If you frequently use git or docker, please check out Lazygit, Lazydocker, and k9s. These TUIs show all commands within a single command. Instead of memorizing or typing lengthy commands, you can use a graphical user interface in the terminal and navigate with the keyboard.
Simple Orchestration
The core responsibility of a data engineer is to orchestrate different jobs in the correct order and fully automate them. We use data orchestrators (Airflow, Dagster, Prefect etc.), but Linux also covers us.

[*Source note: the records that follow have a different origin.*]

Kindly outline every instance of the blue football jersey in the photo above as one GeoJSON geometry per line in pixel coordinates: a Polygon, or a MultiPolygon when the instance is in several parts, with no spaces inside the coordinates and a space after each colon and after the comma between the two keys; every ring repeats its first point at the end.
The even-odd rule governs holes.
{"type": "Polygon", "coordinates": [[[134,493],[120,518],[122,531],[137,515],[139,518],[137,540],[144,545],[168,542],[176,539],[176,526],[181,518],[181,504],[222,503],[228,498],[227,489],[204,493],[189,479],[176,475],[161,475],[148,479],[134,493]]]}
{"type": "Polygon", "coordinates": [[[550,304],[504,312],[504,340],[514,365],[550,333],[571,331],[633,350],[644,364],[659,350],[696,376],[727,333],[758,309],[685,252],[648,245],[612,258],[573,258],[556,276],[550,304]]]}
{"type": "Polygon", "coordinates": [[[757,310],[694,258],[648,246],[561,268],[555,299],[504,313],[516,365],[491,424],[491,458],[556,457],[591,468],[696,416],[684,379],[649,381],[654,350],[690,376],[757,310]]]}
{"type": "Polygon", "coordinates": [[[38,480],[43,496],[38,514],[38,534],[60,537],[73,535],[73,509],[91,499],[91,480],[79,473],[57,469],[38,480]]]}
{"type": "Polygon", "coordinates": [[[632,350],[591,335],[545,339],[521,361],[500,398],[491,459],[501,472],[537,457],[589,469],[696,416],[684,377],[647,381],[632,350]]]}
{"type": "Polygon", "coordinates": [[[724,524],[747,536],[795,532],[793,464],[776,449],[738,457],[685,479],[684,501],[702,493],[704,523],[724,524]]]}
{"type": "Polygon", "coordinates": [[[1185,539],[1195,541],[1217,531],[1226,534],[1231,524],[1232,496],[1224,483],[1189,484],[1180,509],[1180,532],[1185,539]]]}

Makefile and cron jobs are out of the box and installed on every Linux system. For example, Makefiles let us store a combination of commands like this:
Copy code
API_URL := "https://api.coincap.io/v2/assets"
DATA_DIR := /tmp/data
etl: extract transform load
extract:
mkdir -p $(DATA_DIR)
curl -s $(API_URL) | \
jq -r '.data[] | [.symbol, .priceUsd, .marketCapUsd] | @csv' > \
$(DATA_DIR)/crypto_raw.csv
transform:
./scripts/transform_data.sh
load:
cat $(DATA_DIR)/crypto_raw.csv | \
sort -t',' -k3,3nr | \
head -n 10 > $(DATA_DIR)/top_10_crypto.csv
clean:
rm -rf $(DATA_DIR)/*
Running make extract
will create download data from the HTTPS API and store it as CSV, which we can check with tail
:
Copy code
❯ make extract
mkdir -p /tmp/data
curl -s "https://api.coincap.io/v2/assets" | \
jq -r '.data[] | [.symbol, .priceUsd, .marketCapUsd] | @csv' > \
/tmp/data/crypto_raw.csv
❯ tail -n 3 /tmp/data/crypto_raw.csv
"ZEN","25.2499663234287359","399199442.5767759717054100"
"SUSHI","1.4507020739095067","381986878.5063751499688694"

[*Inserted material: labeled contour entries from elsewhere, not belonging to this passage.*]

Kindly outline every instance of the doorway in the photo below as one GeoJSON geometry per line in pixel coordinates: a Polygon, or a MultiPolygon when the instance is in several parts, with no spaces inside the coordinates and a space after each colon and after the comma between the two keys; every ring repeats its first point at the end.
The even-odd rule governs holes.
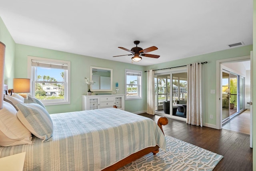
{"type": "Polygon", "coordinates": [[[244,77],[222,70],[222,123],[244,110],[244,77]]]}

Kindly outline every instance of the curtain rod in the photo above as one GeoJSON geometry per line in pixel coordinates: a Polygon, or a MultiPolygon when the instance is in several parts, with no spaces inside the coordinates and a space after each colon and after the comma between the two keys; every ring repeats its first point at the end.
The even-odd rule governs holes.
{"type": "MultiPolygon", "coordinates": [[[[208,63],[208,62],[207,61],[206,61],[206,62],[201,62],[201,64],[207,64],[208,63]]],[[[190,65],[192,65],[192,64],[190,64],[190,65]]],[[[182,67],[183,67],[183,66],[186,66],[186,65],[183,65],[183,66],[175,66],[175,67],[171,67],[171,68],[166,68],[158,69],[158,70],[154,70],[153,71],[157,71],[157,70],[167,70],[168,69],[174,68],[176,68],[182,67]]],[[[144,71],[145,72],[148,72],[148,71],[144,71]]]]}

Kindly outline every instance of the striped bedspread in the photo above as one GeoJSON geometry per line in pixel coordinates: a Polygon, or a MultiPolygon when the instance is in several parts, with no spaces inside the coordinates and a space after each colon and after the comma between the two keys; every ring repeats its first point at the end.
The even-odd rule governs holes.
{"type": "Polygon", "coordinates": [[[34,137],[33,145],[0,147],[0,157],[26,152],[24,171],[99,171],[148,147],[166,148],[155,122],[118,109],[50,116],[51,141],[34,137]]]}

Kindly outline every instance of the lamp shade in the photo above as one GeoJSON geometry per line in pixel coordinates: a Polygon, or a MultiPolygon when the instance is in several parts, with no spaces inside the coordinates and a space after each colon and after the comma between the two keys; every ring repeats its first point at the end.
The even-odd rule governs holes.
{"type": "Polygon", "coordinates": [[[0,109],[3,107],[4,101],[4,72],[5,45],[0,42],[0,109]]]}
{"type": "Polygon", "coordinates": [[[30,79],[28,78],[14,78],[13,89],[15,93],[30,92],[30,79]]]}

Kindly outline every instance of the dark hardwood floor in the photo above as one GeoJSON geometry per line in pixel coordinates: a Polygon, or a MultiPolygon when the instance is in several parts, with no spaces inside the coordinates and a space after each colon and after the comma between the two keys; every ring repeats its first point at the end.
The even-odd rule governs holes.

"JST","0.0384023939139102","380183699.7477109800000000"
Combining these commands can be quick and super powerful. Make is just one example of storing and checking the commands into git so everyone can use them.
Crontabs are another way to schedule them daily, for example.
Pipeline command: Join different commands together |
In line with the Unix Philosophy, to make one tool do one thing as best as possible, you can combine "pipe" different tools with |
as we've seen examples already above with grep
and others.
Here is another example of checking if any Python packages for SQL have been installed
Copy code
pip freeze | grep SQL
This allows the making of data pipelines within the terminal and a single cmd line by stacking different operations together. Example of powerful command chaining with pipes:
Copy code
❯ bat /tmp/data/crypto_raw.csv | tr -d '"' | cut -d',' -f1,3 | sort -t',' -k2 -nr | head -n 4
BTC,1920648934960.3101078883559601
ETH,386675369242.2018025632681003
XRP,161734797349.4803555794799785
USDT,137222181131.1690655355161784
The pipeline reads the above CSV file and extracts the coin name and market cap only (using cut
), removes the quotes (tr
), and then sorts by the market cap value numerically in descending order to show the top 4 biggest cryptocurrencies by market capitalization.
Data Processing
Another example could be data processing within the command line—e.g., quickly splitting a large CSV that you are unable to open with a text editor:
Copy code
# Split large CSV while keeping header
head -n1 large_file.csv > header.csv
split -l 1000000 --filter='tail -n +2' large_file.csv chunk_
# Add header back to each chunk
for f in chunk_*; do cat header.csv "$f" > "with_header_$f"; done
I hope you can imagine how you could build any small, efficient data pipeline with a Makefile and the Pipe commands.
Developer Productivity
Next, we will look at the newer tools that can be added above the terminal and CLIs: powerful IDEs, notebooks, or workspaces, and git for version controlling everything.
IDE (Working environment)
An integrated development environment (IDE) is where we program our code and get code completion, linters, and AI assistance to make us (hopefully) more productive.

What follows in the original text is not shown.